Birçokları tarafından kabul edilmese de sosyal medya platformlarındaki her bir kullanıcı eşik bekçisi gibi davranabilir. Örneğin hoşunuza gitmeyen, internet ortamında olmaması gerektiğini düşündüğünüz (şiddet, ırkçılık, taciz vb.) bir içerikle karşılaştığınızda, bunu şikâyet edebilir ve kaldırılmasına olanak sağlayabilirsiniz. Bu öncekilerden biraz farklı olsa da bir tür kontrol mekanizmasının olduğunu gösterir. Kısacası yeni medya çağında eşik bekçiliği teorisi biçim değiştirmiştir veya anlamını yitirmiştir.
Eşik bekçiliğine yönelik eleştiriler nedir?
White’ın gözlem ve araştırmaları sonucunda elde ettiği bulgulara göre, eşik bekçisinin yaptığı eleme işlemi öznel tutumlara göre gerçekleşir. Teoriyi bu açıdan ele aldığımızda, bir medya içeriğiyle karşılaşmamız için, o içeriğin hem eşik bekçisinin hem de toplumun genel ideolojik yapılarıyla örtüşmesi gereklidir.
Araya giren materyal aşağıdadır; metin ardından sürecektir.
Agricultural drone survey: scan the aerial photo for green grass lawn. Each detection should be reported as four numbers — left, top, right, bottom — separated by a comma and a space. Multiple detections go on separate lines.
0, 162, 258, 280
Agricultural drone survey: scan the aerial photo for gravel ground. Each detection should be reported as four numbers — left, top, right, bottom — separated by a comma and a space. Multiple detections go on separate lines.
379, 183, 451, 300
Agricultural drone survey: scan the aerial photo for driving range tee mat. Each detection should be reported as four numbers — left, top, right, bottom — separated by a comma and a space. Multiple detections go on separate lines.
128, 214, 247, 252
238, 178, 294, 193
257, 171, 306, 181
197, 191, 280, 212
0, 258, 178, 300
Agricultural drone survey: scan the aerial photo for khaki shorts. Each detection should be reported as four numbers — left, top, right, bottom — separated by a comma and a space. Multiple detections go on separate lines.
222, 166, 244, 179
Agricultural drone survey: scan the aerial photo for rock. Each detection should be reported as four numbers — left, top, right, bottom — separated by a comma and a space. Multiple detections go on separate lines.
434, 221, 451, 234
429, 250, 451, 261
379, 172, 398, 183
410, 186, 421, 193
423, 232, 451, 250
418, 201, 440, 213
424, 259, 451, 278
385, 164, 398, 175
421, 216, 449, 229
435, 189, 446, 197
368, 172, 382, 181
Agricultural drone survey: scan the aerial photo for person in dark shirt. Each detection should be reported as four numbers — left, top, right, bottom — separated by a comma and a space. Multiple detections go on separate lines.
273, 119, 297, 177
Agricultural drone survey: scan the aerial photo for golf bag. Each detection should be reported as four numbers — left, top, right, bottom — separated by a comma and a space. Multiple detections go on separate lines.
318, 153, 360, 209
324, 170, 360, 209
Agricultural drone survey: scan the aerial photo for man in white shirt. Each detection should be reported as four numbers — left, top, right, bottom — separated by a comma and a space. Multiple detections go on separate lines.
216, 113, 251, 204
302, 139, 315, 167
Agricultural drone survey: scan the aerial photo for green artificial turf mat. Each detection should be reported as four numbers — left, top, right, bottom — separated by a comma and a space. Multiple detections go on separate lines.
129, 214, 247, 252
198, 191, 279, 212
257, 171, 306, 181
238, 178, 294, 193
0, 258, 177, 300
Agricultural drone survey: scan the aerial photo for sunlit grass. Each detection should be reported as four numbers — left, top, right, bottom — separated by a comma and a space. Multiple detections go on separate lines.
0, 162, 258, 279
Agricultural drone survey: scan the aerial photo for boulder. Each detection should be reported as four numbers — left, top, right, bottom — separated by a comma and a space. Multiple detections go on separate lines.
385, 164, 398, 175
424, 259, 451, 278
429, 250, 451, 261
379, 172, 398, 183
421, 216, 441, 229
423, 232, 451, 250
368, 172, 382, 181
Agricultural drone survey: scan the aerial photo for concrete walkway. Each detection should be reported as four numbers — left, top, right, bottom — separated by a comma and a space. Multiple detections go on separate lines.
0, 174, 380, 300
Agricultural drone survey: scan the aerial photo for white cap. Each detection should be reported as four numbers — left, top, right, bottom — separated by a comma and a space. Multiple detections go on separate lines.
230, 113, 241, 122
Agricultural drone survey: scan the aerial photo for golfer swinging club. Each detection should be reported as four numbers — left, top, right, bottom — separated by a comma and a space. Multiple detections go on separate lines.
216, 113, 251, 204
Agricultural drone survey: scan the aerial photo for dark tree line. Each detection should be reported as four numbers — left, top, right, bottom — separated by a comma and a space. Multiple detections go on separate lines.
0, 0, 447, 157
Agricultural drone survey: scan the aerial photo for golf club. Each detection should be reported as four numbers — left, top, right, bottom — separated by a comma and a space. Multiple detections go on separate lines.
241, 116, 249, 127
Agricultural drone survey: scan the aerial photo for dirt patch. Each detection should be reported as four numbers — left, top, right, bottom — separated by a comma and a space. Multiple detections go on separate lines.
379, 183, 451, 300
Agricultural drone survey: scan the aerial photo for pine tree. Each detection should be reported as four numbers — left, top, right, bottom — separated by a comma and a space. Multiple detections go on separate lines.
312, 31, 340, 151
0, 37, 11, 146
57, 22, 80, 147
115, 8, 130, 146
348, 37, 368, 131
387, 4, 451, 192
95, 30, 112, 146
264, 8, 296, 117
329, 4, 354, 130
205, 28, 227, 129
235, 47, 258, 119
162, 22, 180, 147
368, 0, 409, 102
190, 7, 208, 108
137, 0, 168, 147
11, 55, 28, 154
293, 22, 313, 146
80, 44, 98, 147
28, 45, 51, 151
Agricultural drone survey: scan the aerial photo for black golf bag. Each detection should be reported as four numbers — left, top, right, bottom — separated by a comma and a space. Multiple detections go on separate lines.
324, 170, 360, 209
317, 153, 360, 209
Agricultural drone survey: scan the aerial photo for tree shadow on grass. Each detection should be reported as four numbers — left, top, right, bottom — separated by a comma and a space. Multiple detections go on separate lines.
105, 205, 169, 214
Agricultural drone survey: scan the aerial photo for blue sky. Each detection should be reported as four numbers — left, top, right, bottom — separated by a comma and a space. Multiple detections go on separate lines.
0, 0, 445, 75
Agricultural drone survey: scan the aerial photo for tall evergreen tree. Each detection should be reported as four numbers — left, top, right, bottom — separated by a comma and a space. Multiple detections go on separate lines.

Gördüklerimiz tam anlamıyla görmek istediklerimiz değil, bir başkasının denetimi ve sansürü neticesinde uygun görülen seçeneklerin aktarımıdır. Karşılaştığımız her içeriğin ideolojik çerçevede sansür edildiğini kavradığımız vakit, medyanın ne ölçüde gerçeği yansıttığı konusu daha önemli bir tartışma haline gelir.
“Mean Girls” (2004) filminde popüler kızlar grubu, okulda kimin “cool” olup olmadığına karar verir.
“The Big Bang Theory” dizisinde geek kültürüne yeni giren kişiler bazen dışlayıcı tavırlarla karşılaşır.
Sosyal medya fenomenleri ve influencer’lar, gatekeeping yaparak kimin “gerçek hayran” olup olmadığına karar verebilir.
Bazı durumlarda gatekeeping, yanlış bilgilerin yayılmasını önleyebilir.
Mesleki gatekeeping, belirli bir uzmanlık alanında kaliteyi korumak için gereklidir.
Gatekeeping, dışlayıcı ve kibirli bir tutum sergileyerek toplulukları bölücü hale getirebilir.
Yeni başlayanları caydırarak kültürel veya akademik ilerlemeyi engelleyebilir.
Bugün sosyal medya ve dijital platformlar, gatekeeping mekanizmalarını hem güçlendirmiş hem de zayıflatmıştır.
Sonuç olarak, gatekeeping, bilginin, kültürün ve fırsatların paylaşılmasını etkileyen önemli bir olgu olarak varlığını sürdürmektedir.